For some, saddled with thousands of pounds of debt, bankruptcy is the new get-out-of-jail-free card. Last year, 75pc of all bankruptcies were self-declared - the highest proportion ever and more than double the rate of four years ago.

This region has always had a work hard, play hard reputation, with people spending rather than saving. Fifty years ago there was also a culture of paying for what you bought there and then, when you could afford it, rather than opting for hire purchase. How times change.

Young people are now offered credit wherever they turn. The expense of student fees, loans, living independently, furniture, clothes, travel and cars mounts up frighteningly. Many under-30s borrow more money to cover repayments of loans, and that leads to a debt trap.

What is even more surprising is the shocking rise in serious debt affecting retired people.

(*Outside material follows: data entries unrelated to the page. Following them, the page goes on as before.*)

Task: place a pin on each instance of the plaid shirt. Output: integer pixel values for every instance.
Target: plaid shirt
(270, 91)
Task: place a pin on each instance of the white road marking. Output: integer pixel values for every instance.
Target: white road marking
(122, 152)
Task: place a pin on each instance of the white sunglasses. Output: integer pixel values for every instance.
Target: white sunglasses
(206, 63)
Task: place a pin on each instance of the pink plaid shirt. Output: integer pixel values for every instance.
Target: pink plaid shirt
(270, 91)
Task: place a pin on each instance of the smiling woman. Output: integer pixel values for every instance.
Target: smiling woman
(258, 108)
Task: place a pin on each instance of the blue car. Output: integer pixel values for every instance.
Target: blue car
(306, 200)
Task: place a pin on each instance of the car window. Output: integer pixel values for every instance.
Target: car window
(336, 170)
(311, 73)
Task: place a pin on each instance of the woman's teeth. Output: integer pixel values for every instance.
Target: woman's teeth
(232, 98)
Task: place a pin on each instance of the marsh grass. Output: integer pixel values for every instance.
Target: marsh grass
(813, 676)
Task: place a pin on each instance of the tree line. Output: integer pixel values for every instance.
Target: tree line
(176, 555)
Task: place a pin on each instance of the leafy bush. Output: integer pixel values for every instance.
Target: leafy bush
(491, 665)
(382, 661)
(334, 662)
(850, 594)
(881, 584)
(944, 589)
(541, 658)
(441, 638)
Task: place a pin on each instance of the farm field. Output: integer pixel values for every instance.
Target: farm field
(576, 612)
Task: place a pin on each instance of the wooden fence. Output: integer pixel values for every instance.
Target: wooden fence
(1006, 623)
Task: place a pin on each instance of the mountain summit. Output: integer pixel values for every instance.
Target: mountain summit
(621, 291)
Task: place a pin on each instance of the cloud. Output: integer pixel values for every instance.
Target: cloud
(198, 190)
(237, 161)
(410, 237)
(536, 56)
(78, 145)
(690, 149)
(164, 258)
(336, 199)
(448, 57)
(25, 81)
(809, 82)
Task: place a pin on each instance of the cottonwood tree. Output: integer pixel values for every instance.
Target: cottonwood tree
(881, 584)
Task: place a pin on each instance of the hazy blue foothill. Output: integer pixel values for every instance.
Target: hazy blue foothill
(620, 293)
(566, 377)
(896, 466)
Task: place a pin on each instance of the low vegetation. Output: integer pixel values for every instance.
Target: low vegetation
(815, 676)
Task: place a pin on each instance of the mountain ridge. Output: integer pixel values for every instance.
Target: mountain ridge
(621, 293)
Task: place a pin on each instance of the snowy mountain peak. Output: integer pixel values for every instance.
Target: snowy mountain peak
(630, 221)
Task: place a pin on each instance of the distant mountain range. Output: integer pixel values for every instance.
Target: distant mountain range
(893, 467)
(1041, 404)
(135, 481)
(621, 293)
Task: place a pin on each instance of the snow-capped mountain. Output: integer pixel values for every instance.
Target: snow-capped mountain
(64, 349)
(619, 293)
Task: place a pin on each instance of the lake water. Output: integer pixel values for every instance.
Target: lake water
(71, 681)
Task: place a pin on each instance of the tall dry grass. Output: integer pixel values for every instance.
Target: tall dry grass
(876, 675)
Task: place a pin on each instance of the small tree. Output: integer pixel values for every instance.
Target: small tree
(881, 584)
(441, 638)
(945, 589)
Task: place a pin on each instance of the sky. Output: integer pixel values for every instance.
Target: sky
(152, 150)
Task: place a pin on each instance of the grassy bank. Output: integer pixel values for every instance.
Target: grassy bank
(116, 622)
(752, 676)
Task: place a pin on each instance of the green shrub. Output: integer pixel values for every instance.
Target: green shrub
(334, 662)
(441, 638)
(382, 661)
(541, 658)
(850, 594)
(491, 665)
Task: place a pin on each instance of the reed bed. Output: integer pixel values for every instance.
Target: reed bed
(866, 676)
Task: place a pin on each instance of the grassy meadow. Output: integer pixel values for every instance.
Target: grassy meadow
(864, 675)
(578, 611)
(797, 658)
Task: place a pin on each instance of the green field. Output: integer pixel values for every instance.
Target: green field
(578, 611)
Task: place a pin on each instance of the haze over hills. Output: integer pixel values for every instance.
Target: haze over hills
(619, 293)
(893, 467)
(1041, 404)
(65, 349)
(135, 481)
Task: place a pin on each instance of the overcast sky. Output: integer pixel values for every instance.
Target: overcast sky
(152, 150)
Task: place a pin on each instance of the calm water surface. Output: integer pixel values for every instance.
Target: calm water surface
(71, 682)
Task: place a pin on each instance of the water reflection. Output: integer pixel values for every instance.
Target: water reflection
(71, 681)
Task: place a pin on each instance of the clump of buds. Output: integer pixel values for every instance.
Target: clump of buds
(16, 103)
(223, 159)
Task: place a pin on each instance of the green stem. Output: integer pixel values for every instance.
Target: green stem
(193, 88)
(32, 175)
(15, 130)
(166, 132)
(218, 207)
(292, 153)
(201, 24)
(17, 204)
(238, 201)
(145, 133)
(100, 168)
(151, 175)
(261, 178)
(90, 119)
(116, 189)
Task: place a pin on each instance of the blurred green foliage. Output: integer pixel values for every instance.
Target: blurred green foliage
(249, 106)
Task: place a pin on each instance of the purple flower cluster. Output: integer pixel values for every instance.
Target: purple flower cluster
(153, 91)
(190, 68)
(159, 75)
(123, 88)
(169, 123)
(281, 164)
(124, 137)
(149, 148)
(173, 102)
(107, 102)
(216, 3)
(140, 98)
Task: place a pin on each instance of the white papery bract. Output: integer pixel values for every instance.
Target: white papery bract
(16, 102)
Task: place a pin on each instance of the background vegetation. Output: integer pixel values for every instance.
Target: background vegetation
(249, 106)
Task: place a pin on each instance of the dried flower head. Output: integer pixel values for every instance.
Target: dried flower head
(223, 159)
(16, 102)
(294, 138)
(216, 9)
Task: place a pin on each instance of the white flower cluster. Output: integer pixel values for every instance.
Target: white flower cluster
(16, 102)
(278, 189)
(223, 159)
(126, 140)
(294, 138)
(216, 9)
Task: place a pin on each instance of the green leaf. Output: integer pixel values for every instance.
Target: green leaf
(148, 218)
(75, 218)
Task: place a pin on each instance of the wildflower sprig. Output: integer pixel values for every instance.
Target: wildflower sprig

Apparently GPs are reporting that more elderly patients are coming to discuss non-medical problems such as debt. And a recent study by Age Concern shows that baby-boomers are running up more debts in their 50s than previous generations did.

Older borrowers are being squeezed at both ends, by children who are financially dependent well into adulthood and by their parents who are living longer and needing care.

"Neither a borrower, nor a lender be" may be a fine sentiment, but in reality only the very rich can avoid the need to borrow, whether to buy a home, a car or just to cover the minutiae of daily life.

We all need more information and education about the consequences of credit-card debt, personal loans and overspending.

Aggressive marketing of credit is endemic and is derailing careers, retirements and stress-free lives. It needs to be balanced with equally uncompromising warnings of what lies in store for a buy now, pay later culture, or more restrictions on those companies offering people the prospect of easy money.